A technique first suggested in SDEdit is called image-to-image. We have image-to-image for Stable Diffusion using SDEdit, which can be applied to any diffusion model (a latent diffusion model).

An input image and a text prompt are provided in image-to-image. The input image and text prompt will both influence the resulting image. For instance, image-to-image may transform the following amateur sketch into a professional one using the instruction “picture of perfect green apple with stem, water drops, and dramatic lighting” as inputs:

The input image is encoded into latent space in step 1.

Step 2: The latent image is given noise. How much noise is added is controlled by denoising strength.

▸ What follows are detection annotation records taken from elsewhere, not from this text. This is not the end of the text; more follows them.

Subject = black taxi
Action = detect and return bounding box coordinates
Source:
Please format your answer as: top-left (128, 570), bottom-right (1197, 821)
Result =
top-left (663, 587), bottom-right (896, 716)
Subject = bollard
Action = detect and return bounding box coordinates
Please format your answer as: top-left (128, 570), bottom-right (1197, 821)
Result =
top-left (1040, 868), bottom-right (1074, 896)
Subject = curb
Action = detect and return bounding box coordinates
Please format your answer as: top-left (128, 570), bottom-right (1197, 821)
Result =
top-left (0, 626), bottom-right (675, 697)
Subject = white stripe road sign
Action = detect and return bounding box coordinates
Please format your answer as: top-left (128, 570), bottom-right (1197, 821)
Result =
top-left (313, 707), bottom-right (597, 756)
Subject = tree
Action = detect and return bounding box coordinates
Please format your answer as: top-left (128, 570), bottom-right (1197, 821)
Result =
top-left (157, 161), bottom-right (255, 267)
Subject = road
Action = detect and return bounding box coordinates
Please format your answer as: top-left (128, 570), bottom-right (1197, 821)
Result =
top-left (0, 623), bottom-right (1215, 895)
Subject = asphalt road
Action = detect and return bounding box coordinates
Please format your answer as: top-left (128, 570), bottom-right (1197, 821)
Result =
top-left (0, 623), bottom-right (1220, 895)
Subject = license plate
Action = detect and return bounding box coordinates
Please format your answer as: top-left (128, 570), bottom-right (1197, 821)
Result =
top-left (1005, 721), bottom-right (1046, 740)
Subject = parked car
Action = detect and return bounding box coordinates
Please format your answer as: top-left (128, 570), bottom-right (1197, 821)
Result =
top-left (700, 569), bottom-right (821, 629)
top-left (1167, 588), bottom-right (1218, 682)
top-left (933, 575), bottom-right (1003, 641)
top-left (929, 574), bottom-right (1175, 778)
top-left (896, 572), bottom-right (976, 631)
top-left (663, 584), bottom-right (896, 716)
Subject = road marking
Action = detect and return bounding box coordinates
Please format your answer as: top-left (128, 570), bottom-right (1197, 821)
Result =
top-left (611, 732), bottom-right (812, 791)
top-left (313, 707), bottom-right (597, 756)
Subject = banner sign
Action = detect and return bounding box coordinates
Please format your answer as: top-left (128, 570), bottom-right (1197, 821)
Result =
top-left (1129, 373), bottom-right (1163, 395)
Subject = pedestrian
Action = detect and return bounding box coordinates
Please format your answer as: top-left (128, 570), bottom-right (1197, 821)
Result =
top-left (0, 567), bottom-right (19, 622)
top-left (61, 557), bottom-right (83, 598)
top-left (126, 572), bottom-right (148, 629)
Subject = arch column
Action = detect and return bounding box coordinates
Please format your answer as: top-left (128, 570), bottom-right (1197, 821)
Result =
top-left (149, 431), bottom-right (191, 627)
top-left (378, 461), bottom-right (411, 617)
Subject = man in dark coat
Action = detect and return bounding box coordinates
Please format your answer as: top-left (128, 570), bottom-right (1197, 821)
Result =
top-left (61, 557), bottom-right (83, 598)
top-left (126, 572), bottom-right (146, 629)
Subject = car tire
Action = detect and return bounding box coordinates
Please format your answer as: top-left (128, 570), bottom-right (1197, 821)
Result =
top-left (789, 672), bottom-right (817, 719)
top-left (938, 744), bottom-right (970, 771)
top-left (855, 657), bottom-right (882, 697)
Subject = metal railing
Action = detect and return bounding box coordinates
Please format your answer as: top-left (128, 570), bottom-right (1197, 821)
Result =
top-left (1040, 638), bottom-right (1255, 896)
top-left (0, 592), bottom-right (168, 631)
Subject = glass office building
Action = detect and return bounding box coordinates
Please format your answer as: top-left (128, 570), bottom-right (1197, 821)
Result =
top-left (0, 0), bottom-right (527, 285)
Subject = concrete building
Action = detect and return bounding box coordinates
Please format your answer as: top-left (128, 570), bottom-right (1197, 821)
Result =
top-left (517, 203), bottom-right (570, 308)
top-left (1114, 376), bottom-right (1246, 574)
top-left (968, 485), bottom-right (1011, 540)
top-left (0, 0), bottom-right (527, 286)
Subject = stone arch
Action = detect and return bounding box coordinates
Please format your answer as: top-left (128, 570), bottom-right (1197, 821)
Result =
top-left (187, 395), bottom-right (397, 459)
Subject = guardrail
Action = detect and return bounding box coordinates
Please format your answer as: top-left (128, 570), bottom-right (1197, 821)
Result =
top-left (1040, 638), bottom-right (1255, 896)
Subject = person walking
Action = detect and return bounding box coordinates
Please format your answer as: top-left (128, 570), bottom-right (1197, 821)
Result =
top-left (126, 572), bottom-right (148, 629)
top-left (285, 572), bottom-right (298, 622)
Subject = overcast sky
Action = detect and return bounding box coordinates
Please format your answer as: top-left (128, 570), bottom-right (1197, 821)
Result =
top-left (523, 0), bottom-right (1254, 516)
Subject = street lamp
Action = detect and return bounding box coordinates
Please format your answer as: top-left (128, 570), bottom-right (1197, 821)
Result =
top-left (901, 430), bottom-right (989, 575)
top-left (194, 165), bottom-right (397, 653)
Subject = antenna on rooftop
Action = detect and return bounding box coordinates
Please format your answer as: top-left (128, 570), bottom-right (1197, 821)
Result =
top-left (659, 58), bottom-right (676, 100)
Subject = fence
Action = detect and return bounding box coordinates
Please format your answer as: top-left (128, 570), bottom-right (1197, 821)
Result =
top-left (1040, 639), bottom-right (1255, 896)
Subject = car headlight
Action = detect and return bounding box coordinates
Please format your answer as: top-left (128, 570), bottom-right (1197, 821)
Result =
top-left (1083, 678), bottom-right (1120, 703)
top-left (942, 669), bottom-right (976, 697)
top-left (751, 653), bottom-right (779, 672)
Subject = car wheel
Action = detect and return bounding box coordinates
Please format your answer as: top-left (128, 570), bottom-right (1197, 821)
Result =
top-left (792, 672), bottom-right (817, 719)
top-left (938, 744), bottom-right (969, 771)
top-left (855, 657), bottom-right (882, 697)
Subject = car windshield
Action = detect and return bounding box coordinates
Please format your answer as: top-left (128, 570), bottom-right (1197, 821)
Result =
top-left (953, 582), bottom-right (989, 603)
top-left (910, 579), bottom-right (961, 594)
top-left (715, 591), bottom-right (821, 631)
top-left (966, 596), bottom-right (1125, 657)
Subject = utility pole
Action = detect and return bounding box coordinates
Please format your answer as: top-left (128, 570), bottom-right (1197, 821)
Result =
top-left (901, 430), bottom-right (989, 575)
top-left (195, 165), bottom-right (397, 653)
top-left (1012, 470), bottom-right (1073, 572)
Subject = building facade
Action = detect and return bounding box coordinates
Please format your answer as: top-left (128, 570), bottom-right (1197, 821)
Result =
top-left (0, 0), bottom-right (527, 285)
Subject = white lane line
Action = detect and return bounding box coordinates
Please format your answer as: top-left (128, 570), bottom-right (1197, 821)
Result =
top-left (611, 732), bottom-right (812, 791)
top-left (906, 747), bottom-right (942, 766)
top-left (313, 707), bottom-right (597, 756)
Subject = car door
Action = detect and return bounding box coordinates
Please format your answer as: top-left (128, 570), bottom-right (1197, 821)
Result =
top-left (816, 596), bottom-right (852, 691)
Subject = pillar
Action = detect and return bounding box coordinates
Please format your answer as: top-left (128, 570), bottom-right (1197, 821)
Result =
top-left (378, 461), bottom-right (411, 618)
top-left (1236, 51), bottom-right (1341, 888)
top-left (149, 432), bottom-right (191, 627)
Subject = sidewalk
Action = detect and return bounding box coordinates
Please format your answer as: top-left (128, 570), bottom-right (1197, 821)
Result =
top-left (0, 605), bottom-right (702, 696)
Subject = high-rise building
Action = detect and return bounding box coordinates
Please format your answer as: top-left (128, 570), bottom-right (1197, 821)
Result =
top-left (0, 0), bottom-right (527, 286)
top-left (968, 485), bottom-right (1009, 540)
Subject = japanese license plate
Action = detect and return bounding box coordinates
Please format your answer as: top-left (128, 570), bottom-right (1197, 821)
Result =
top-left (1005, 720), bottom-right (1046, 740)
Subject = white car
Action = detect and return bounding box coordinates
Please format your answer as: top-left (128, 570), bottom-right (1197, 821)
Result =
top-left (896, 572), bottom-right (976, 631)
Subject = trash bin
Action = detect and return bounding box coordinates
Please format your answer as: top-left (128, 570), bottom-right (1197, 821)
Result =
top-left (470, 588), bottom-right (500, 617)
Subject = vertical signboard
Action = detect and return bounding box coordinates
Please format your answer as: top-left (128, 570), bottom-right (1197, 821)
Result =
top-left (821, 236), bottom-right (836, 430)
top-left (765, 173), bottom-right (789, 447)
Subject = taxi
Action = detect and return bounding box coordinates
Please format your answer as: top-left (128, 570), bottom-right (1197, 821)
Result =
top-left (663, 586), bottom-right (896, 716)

No noise is added if it is 0. If it is 1, the latent picture is completely randomised by adding the maximum amount of noise.

Step 3: The noise predictor U-Net predicts the noise in latent space using the latent noisy image and text prompt as inputs (a 4x64x64 tensor).

Step 4: The latent noise is subtracted from the latent image in step four. Your new latent image is now this.

For a specific number of sample steps, such as 20, steps 3 and 4 are performed 20 times.

Inpainting

In reality, inpainting is just a particular instance of image-to-image. Thus, the areas of the image you wished to paint over have noise added to them. Denoising strength has a comparable effect on noise level.

Depth-to-Image

As an improvement to image-to-image, depth-to-image creates new images with more conditioning by using a depth map.

In Step 1, input image is encoded to latent state.

In Step 2, the depth map is estimated from the input image by MiDaS (an AI depth model).

As part of Step 3, the latent image is given noise. How much noise is added is controlled by denoising strength. No noise is added if the denoising strength is set to 0. The latent picture is turned into a completely random tensor if the denoising strength is set to 1.

Step 4: Using the depth map and the text prompt as conditions, the noise predictor predicts noise in the latent space.

Take the latent noise out of the latent image in step 5. Your new latent image is now this.

The number of sampling steps is determined by repeating steps 4 and 5.

CFG Value

Without defining Classifier-Free Guidance (CFG), a value that AI researchers experiment with daily, this article will fall short of its goal. We must first discuss classifier guidance, which was its predecessor, in order to comprehend what it is.

Classifier Guidance

Diffusion models can also integrate classifier guidance so that a label can be used to direct the diffusion process. For instance, you can direct the reverse diffusion process to produce images of cats by using the class label “cat”.

A parameter for regulating how closely the diffusion process should follow the label is the classifier guiding scale.

The images created by the diffusion model with classifier guidance would be biassed towards extreme/unambiguous examples of that category. For instance, if you ask the model for a cat, it will only provide an image that is clearly of a cat.

The parameter classifier guidance scale determines how powerful this guidance is.

Classifier-Free Guidance for Stable Diffusion AI

Although classifier advice set records, it still requires a second model to serve as guide. Training has been made more challenging by this.

To obtain “classifier guidance without a classifier,” as its creators put it, one must use classifier-free guidance. They suggested utilising image captions to train a conditional diffusion model, just like the one we covered in text-to-image, in place of class labels and a separate model for guiding.

In order to achieve the so-called “classifier-free” (i.e., without a separate image classifier) guidance in picture formation, they also added the classifier component as conditioning of the noise predictor U-Net.

This direction is provided with a text prompt for text-to-image.

CFG Value

How can we regulate the degree to which the guidance should be followed now that we have a classifier-free diffusion process through conditioning?

The classifier-free guidance (CFG) scale is a parameter that regulates how much the text prompt influences the diffusion process. When it is set to 0, the image production is unconditional (i.e., the prompt is disregarded). Thus, the diffusion is directed toward the prompt by a higher value.